Checkpoint guidance:

- branch from the last safe checkpoint before a failing tool or verifier stage
- prefer the checkpoint after approval resolution when the incident is downstream of governance
- prefer the checkpoint before tool execution when the incident is tied to external side effects

Operator question:

- do I need a deterministic replay, or do I need an alternate branch to test a recovery path?
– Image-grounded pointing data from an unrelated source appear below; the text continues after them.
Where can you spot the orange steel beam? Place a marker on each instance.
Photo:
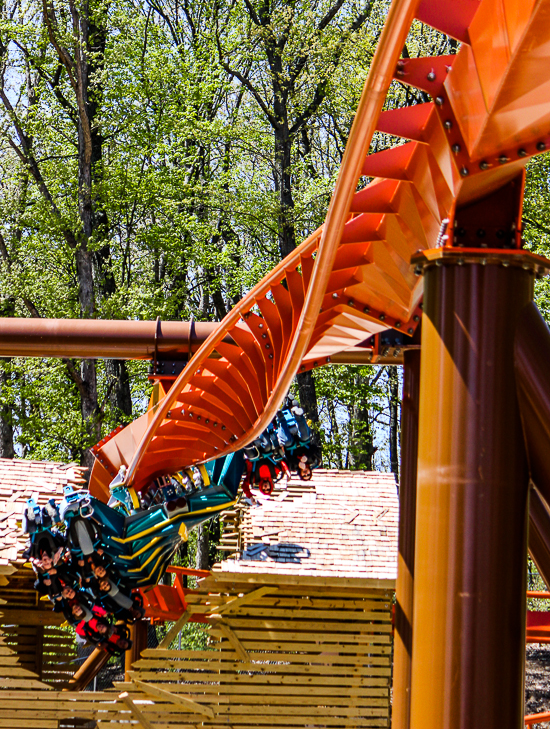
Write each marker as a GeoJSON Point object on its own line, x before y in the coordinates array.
{"type": "Point", "coordinates": [352, 277]}
{"type": "Point", "coordinates": [94, 338]}
{"type": "Point", "coordinates": [141, 340]}
{"type": "Point", "coordinates": [402, 650]}
{"type": "Point", "coordinates": [381, 73]}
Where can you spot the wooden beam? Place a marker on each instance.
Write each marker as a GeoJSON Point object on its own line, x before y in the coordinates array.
{"type": "Point", "coordinates": [175, 629]}
{"type": "Point", "coordinates": [245, 599]}
{"type": "Point", "coordinates": [31, 617]}
{"type": "Point", "coordinates": [88, 670]}
{"type": "Point", "coordinates": [174, 698]}
{"type": "Point", "coordinates": [142, 719]}
{"type": "Point", "coordinates": [232, 638]}
{"type": "Point", "coordinates": [304, 581]}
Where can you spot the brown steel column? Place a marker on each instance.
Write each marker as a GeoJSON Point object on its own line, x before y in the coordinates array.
{"type": "Point", "coordinates": [472, 494]}
{"type": "Point", "coordinates": [402, 650]}
{"type": "Point", "coordinates": [532, 358]}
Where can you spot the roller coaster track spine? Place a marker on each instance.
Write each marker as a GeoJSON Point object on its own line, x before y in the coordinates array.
{"type": "Point", "coordinates": [353, 277]}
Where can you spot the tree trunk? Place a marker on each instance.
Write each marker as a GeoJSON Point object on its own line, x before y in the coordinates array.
{"type": "Point", "coordinates": [203, 547]}
{"type": "Point", "coordinates": [361, 446]}
{"type": "Point", "coordinates": [283, 185]}
{"type": "Point", "coordinates": [6, 414]}
{"type": "Point", "coordinates": [118, 382]}
{"type": "Point", "coordinates": [308, 401]}
{"type": "Point", "coordinates": [393, 381]}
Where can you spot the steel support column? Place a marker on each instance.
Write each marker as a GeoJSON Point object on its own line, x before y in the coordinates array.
{"type": "Point", "coordinates": [405, 570]}
{"type": "Point", "coordinates": [138, 634]}
{"type": "Point", "coordinates": [539, 534]}
{"type": "Point", "coordinates": [472, 495]}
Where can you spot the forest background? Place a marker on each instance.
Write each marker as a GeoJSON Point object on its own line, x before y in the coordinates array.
{"type": "Point", "coordinates": [157, 158]}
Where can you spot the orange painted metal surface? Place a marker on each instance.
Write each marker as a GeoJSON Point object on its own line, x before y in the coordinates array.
{"type": "Point", "coordinates": [538, 626]}
{"type": "Point", "coordinates": [351, 278]}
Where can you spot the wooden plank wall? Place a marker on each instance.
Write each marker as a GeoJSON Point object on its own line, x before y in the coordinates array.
{"type": "Point", "coordinates": [302, 651]}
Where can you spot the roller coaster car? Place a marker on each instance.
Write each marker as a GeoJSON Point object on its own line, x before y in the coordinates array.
{"type": "Point", "coordinates": [285, 446]}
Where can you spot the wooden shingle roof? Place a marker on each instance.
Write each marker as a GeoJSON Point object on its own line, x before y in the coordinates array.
{"type": "Point", "coordinates": [19, 480]}
{"type": "Point", "coordinates": [339, 524]}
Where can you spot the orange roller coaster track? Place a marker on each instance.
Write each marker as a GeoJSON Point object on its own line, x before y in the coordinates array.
{"type": "Point", "coordinates": [353, 277]}
{"type": "Point", "coordinates": [440, 221]}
## 6. Export traces for offline analysis

When runs need to leave the live system boundary, export traces instead of copying internal objects.

Use:

- `TraceSerializer.exportRun(run)`
- `TraceSerializer.exportPartialRun(run, { checkpointId })`
- `TraceSerializer.exportBundle(runs, metadata)`

Use this for:

- handoff to a control plane UI
- support/debug attachments
- benchmark fixture capture
- post-incident review

## Common recovery playbooks

### Approval-gated run paused

Symptoms:

- `status: paused`
- `pendingApproval` present

Action:

- inspect approval payload
- resolve approval externally or through the inbox
- resume the run only after the decision is recorded

### Side-effecting tool failed

Symptoms:

- `tool_failed` event
- failed tool step
- external write or destructive side effect metadata

Action:

- confirm whether the external side effect partially happened
- branch or partially replay from the checkpoint before tool execution
- avoid blindly replaying a destructive step

### Verifier or planning failure

Symptoms:

- failed planning or verification checkpoint
- no external tool effect yet

Action:

- use the incident report to inspect the failed step
- replay from the failed planning/verification checkpoint if the state is still valid
- compare to a successful run if available

### Workflow child-run failure

Symptoms:

- workflow root completed or failed with child failures
- child run tree shows one failing delegated run

Action:

- inspect the failing child run directly
- diff it against a healthy child run if one exists
- only replay the affected branch unless the root orchestration also diverged

### Queue handoff failure

Symptoms:

- a queued continuation never reaches `replay_completed` or `workflow_replay_completed`
- queue metadata is present but the worker run is missing
- incident report shows a failed remote continuation after the handoff

Action:

- verify the source run and checkpoint were persisted before the envelope was queued
- inspect correlation metadata such as `traceId`, `spanId`, `queue`, and `workerId`
- replay from the same checkpoint only after confirming the original queue message was not partially consumed twice
- export a bundle with both source and worker runs before mutating queue state

### Service-to-service continuation failure

Symptoms:

- the receiving service cannot continue the envelope
- lineage exists but the remote service cannot resolve the run or checkpoint
- run tree shows the source run without the expected remote continuation

Action:

- verify the receiving service has access to the same durable `runStore`
- confirm the envelope `runtimeKind`, `action`, and `checkpointId` match the target runtime
- compare envelope correlation metadata against the remote run metadata
- branch from the persisted checkpoint if the original remote continuation path is no longer trustworthy

## Operator defaults

Use these defaults unless you have a strong reason not to:

- generate an incident report first
- inspect the run tree second
- diff against a known-good run when possible
- branch before retrying risky steps
- export a portable trace bundle for any serious incident

## Maintained operator example

See [`examples/referenceOperatorWorkflow.js`](../examples/referenceOperatorWorkflow.js) for a runnable reference that demonstrates:

- tree inspection
- incident reporting
- trace diffing
- partial trace export

For cross-service and queue-native incident reconstruction, see [`examples/referenceDistributedIncident.js`](../examples/referenceDistributedIncident.js).
For structured distributed recovery planning, see [`examples/referenceDistributedRecovery.js`](../examples/referenceDistributedRecovery.js).